CTP Topic 42 Grafana Observability dashboard

Source: NAS /volume2/work/Public Cloud Learning Sessions/CTP _ Topic 42_ Grafana_Observability dashboard.mp4

Type: VIDEO | Category: 04_EKS

Status: 🟡 Awaiting Whisper transcription → Summary


摘要

Grafana Observability and Dashboards

Grafana is an open-source web application used for data visualization through charts and dashboards. It supports various data sources, including metrics (CPU load, memory usage) and logs (timestamps, debug levels). Data producers like Jenkins, CA servers, and AWS CloudWatch inject data into these sources, which Grafana then visualizes. Grafana does not exist differently data source by itself. It needs to be expressed from the data, all kinds of data sources.

The infrastructure architecture involves users accessing Grafana through a load balancer and auto-scaling groups. Grafana is installed in a monitoring account and configured to access other product team AWS accounts via IAM role policies. A Grafana monitoring role is assumed from a Terraform service catalog repo, granting access to various landing zone source accounts.

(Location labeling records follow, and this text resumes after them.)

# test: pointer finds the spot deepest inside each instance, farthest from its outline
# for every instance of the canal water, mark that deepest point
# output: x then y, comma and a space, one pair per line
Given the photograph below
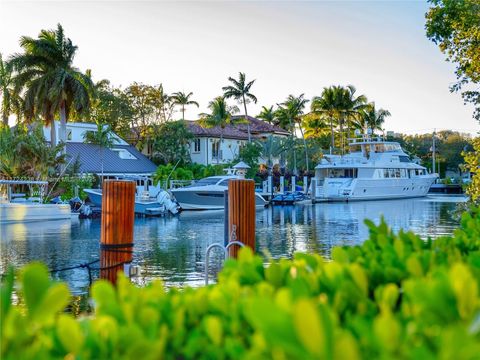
173, 248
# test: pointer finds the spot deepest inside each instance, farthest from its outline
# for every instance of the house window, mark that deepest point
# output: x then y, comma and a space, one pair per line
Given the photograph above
196, 145
215, 148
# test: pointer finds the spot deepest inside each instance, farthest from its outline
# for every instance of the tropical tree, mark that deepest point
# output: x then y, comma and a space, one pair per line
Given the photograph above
290, 112
103, 138
182, 99
371, 118
52, 84
327, 105
24, 153
11, 101
267, 114
240, 91
220, 116
272, 147
350, 107
454, 25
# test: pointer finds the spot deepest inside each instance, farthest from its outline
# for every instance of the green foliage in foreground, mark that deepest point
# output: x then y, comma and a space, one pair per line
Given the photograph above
395, 296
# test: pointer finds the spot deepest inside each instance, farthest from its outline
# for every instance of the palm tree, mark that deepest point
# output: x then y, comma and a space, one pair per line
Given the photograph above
11, 101
371, 118
52, 84
267, 115
103, 137
220, 116
351, 108
180, 98
240, 91
290, 112
328, 105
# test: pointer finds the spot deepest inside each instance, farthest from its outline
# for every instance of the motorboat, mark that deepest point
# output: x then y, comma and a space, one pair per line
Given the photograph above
26, 207
374, 169
208, 193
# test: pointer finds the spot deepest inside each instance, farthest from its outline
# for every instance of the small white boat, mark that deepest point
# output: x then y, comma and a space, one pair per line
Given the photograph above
149, 199
208, 194
16, 207
373, 170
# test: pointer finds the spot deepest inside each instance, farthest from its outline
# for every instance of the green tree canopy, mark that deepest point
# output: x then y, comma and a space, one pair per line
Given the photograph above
171, 141
454, 25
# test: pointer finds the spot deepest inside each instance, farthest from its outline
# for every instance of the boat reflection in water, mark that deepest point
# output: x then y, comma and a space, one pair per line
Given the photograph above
173, 248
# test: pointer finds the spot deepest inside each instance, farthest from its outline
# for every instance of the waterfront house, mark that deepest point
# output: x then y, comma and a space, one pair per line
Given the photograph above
206, 149
121, 159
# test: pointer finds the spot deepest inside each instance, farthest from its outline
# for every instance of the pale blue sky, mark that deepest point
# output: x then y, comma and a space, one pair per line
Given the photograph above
289, 47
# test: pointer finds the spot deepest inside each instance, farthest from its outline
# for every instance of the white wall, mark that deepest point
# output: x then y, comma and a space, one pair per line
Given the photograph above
76, 131
229, 150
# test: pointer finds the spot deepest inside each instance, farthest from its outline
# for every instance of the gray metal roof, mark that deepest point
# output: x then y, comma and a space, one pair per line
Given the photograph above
90, 159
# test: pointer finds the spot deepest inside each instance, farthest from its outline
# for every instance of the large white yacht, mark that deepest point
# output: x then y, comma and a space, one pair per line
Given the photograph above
374, 169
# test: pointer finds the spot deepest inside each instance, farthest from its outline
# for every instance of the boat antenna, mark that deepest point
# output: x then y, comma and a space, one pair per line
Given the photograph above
58, 178
171, 172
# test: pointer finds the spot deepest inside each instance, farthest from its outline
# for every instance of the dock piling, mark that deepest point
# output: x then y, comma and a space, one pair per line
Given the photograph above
241, 214
116, 234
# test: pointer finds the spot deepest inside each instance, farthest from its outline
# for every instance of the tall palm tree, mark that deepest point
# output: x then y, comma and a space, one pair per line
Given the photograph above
52, 84
220, 116
11, 100
182, 99
103, 137
373, 119
240, 91
291, 112
267, 114
328, 106
351, 107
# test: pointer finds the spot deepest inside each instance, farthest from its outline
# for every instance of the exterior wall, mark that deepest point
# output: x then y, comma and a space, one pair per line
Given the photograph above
75, 132
229, 150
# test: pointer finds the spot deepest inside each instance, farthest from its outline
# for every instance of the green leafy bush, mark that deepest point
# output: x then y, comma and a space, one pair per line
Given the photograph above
68, 184
394, 296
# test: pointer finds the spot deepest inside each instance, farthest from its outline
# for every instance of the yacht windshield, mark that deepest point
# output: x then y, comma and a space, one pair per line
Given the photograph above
207, 181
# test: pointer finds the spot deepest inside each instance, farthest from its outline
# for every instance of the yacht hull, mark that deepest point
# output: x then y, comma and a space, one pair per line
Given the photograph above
18, 212
373, 189
206, 199
141, 207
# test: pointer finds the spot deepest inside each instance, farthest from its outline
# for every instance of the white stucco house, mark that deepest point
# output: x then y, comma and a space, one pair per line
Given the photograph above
206, 149
121, 159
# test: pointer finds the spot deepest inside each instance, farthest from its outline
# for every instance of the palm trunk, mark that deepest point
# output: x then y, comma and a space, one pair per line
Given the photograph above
246, 118
305, 146
53, 134
332, 144
219, 146
101, 160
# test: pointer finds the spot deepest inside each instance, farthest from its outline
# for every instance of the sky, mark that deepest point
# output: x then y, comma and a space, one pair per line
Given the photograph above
288, 47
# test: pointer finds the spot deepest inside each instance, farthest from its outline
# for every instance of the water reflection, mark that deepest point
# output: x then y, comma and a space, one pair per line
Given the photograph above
173, 249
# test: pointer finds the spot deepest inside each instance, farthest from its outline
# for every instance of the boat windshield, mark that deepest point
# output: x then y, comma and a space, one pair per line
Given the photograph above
207, 181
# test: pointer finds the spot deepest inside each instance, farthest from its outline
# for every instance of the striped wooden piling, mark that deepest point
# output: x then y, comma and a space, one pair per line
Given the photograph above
116, 235
241, 213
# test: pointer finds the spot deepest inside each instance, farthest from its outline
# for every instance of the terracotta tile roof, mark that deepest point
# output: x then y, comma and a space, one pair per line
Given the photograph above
230, 132
258, 126
237, 131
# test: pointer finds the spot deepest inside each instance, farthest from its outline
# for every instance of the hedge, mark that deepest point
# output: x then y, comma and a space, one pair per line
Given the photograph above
394, 296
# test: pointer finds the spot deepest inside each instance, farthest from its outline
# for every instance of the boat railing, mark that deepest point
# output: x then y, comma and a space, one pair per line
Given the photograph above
175, 184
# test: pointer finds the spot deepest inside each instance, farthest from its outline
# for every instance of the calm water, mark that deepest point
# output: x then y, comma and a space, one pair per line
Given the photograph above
173, 249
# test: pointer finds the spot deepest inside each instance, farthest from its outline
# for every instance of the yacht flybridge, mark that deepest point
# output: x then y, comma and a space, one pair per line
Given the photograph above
374, 169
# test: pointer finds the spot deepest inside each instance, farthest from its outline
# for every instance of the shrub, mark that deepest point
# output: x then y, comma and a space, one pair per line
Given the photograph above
394, 296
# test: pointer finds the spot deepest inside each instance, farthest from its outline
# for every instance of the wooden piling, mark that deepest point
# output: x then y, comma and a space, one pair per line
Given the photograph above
116, 234
241, 214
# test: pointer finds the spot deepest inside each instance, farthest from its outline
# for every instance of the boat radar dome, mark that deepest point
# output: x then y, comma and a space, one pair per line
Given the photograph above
241, 169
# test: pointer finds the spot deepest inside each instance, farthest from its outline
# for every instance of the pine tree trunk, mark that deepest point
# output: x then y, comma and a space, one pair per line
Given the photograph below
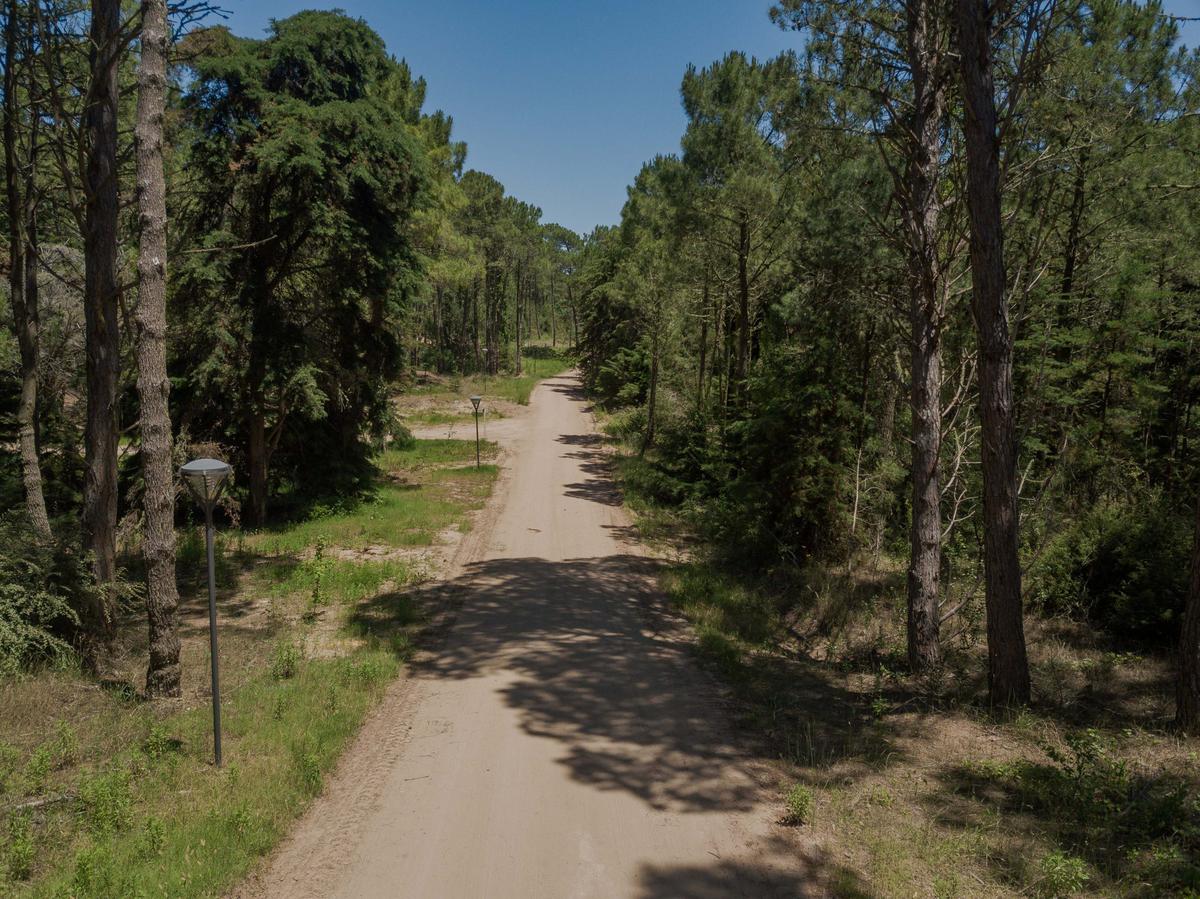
101, 327
887, 433
925, 531
154, 385
256, 461
703, 346
653, 397
23, 279
1187, 697
517, 337
922, 221
743, 357
1008, 672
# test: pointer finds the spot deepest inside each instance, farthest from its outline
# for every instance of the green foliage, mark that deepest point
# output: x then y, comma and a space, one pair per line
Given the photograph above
799, 803
106, 801
40, 585
300, 149
21, 850
160, 743
1061, 875
1102, 808
286, 659
1123, 567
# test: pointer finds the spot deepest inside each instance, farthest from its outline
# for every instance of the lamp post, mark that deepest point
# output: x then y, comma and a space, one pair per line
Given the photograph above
205, 478
475, 401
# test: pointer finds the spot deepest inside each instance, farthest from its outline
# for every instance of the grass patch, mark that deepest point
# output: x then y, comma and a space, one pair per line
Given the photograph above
919, 791
107, 796
409, 507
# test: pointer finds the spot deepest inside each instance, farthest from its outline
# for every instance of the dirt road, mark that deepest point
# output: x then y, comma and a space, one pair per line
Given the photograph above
558, 743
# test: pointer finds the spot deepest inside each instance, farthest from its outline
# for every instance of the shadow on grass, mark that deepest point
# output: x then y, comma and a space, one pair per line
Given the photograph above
391, 617
1140, 832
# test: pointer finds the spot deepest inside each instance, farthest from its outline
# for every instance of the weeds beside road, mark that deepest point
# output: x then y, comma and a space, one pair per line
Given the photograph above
102, 795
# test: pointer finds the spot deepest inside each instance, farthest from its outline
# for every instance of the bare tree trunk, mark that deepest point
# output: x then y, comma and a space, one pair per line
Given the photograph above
154, 385
101, 305
743, 355
703, 346
519, 304
887, 433
23, 276
1008, 671
1187, 696
256, 460
922, 222
652, 399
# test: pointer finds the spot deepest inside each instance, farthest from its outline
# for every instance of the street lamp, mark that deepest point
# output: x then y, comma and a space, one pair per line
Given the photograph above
475, 401
205, 478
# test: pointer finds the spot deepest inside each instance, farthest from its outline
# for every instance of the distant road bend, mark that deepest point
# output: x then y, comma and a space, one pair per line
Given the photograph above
553, 745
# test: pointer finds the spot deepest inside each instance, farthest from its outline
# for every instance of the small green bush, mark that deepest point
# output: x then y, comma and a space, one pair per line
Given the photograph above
106, 802
402, 437
1123, 568
21, 850
1061, 875
287, 660
798, 803
307, 769
154, 838
159, 742
41, 582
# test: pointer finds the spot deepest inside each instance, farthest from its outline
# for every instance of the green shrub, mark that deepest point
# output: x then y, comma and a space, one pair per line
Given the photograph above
97, 873
402, 437
287, 660
21, 850
1061, 875
1121, 567
307, 766
798, 804
154, 838
159, 742
41, 582
106, 802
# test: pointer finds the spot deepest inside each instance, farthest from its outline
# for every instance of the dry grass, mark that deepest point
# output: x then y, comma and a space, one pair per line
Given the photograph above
917, 790
103, 795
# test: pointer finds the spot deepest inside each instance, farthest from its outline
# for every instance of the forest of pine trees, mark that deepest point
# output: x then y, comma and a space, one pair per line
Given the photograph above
895, 360
928, 288
324, 244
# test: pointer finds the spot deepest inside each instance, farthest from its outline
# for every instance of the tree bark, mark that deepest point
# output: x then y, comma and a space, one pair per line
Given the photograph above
927, 309
1187, 696
653, 396
519, 304
101, 327
703, 346
1008, 673
256, 460
23, 276
154, 385
743, 354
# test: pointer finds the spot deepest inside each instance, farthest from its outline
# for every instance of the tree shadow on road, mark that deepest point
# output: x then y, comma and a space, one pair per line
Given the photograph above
595, 672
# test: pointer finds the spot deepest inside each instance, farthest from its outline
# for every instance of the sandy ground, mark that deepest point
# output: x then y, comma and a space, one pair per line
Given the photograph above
558, 741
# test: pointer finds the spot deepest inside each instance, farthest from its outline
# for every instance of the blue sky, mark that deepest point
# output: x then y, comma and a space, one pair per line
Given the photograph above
563, 101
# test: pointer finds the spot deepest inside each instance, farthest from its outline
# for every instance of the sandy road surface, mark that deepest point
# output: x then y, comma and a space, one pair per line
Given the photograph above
555, 744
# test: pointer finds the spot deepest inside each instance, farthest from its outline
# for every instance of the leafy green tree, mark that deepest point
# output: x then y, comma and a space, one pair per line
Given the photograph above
288, 319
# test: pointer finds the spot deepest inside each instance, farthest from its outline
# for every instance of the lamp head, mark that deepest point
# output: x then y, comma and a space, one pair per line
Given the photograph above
205, 478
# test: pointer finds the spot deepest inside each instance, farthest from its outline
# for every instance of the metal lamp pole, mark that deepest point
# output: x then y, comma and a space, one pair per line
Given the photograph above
205, 478
475, 401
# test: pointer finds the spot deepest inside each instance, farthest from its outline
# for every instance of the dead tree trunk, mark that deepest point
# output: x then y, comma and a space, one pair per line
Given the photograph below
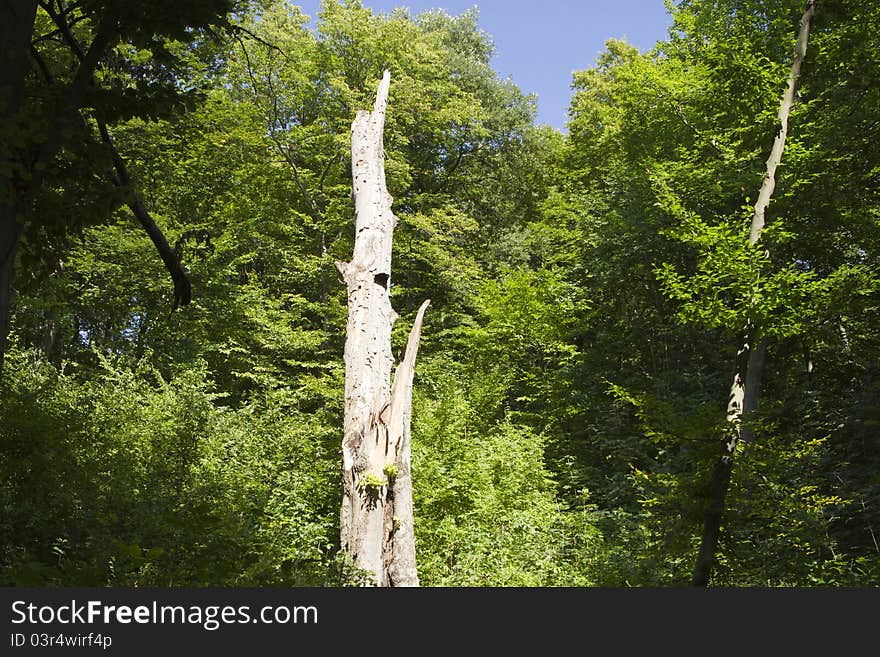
749, 362
376, 519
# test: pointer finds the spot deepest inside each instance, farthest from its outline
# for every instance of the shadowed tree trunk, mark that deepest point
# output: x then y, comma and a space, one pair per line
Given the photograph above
16, 25
376, 519
749, 362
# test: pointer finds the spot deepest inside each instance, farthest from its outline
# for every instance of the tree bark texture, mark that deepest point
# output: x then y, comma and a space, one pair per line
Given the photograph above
749, 363
376, 518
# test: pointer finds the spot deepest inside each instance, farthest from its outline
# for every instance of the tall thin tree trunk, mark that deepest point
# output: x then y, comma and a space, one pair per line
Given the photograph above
749, 363
16, 25
376, 518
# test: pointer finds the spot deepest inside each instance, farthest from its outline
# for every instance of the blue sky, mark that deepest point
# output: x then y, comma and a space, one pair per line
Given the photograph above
539, 43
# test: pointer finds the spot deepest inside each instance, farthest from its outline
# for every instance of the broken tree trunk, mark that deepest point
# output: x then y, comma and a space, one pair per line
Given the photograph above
749, 362
376, 519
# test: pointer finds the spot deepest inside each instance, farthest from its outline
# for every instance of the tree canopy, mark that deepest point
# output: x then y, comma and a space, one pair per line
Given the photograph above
588, 290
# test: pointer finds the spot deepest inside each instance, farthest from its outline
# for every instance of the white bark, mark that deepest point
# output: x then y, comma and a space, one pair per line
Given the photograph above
749, 363
376, 525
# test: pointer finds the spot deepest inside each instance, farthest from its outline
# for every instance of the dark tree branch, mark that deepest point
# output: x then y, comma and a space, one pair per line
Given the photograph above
122, 179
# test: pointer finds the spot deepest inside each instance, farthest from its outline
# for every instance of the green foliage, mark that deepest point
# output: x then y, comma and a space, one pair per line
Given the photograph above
587, 291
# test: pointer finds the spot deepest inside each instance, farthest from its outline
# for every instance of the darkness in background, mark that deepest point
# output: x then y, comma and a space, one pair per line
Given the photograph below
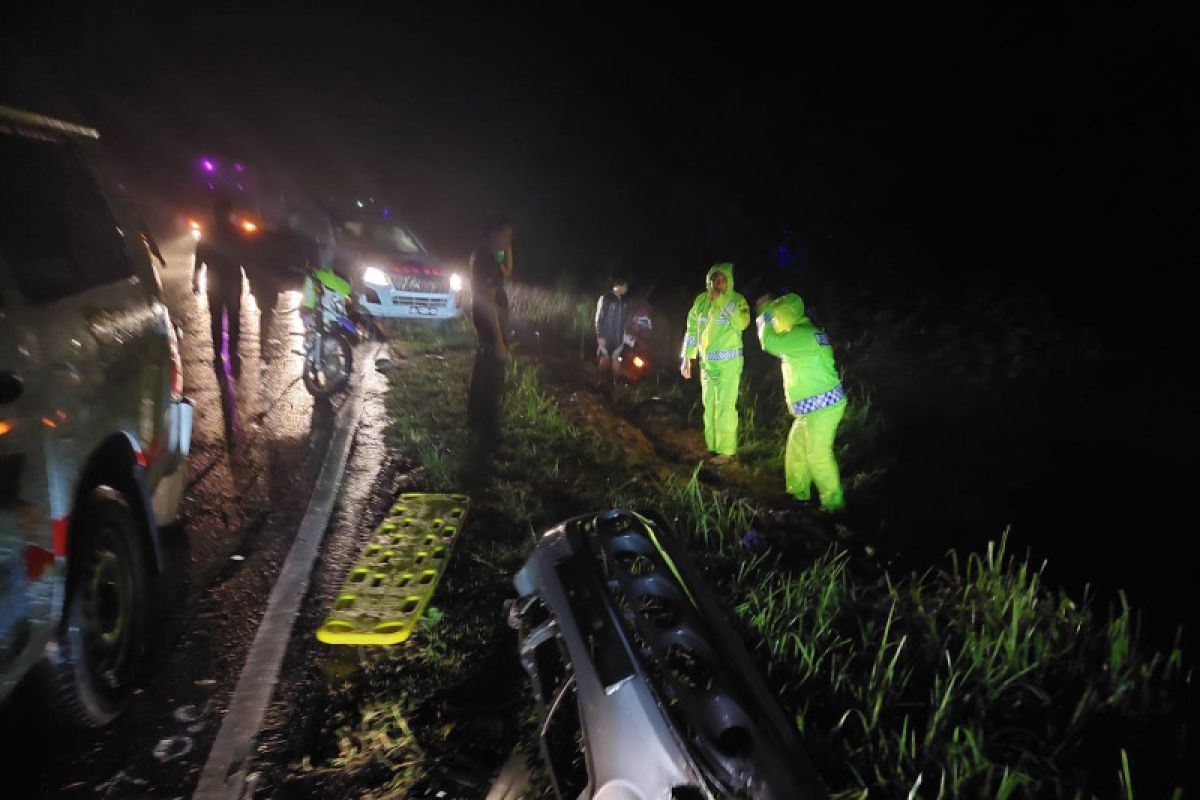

Grafana offers user-level and team-level access controls, with roles like editor, viewer, and admin. Data sources are created with specific ARNs to access AWS accounts. Dashboards are dynamic, fetching data based on product team access. A sample dashboard includes CPU, I/O, network, EBS, and estimated charges monitoring. Alerting systems can be configured to notify channels like Microsoft Teams of high CPU usage or service downtime.

Terraform and Automation

Terraform is used to automate Grafana resource provisioning. Modules exist for data sources and Grafana organizations. A demo scenario simulates onboarding Grafana for a new product group account using LZSAP. The process involves creating folders, calling modules, and using JSON input variables to define organization names and user access.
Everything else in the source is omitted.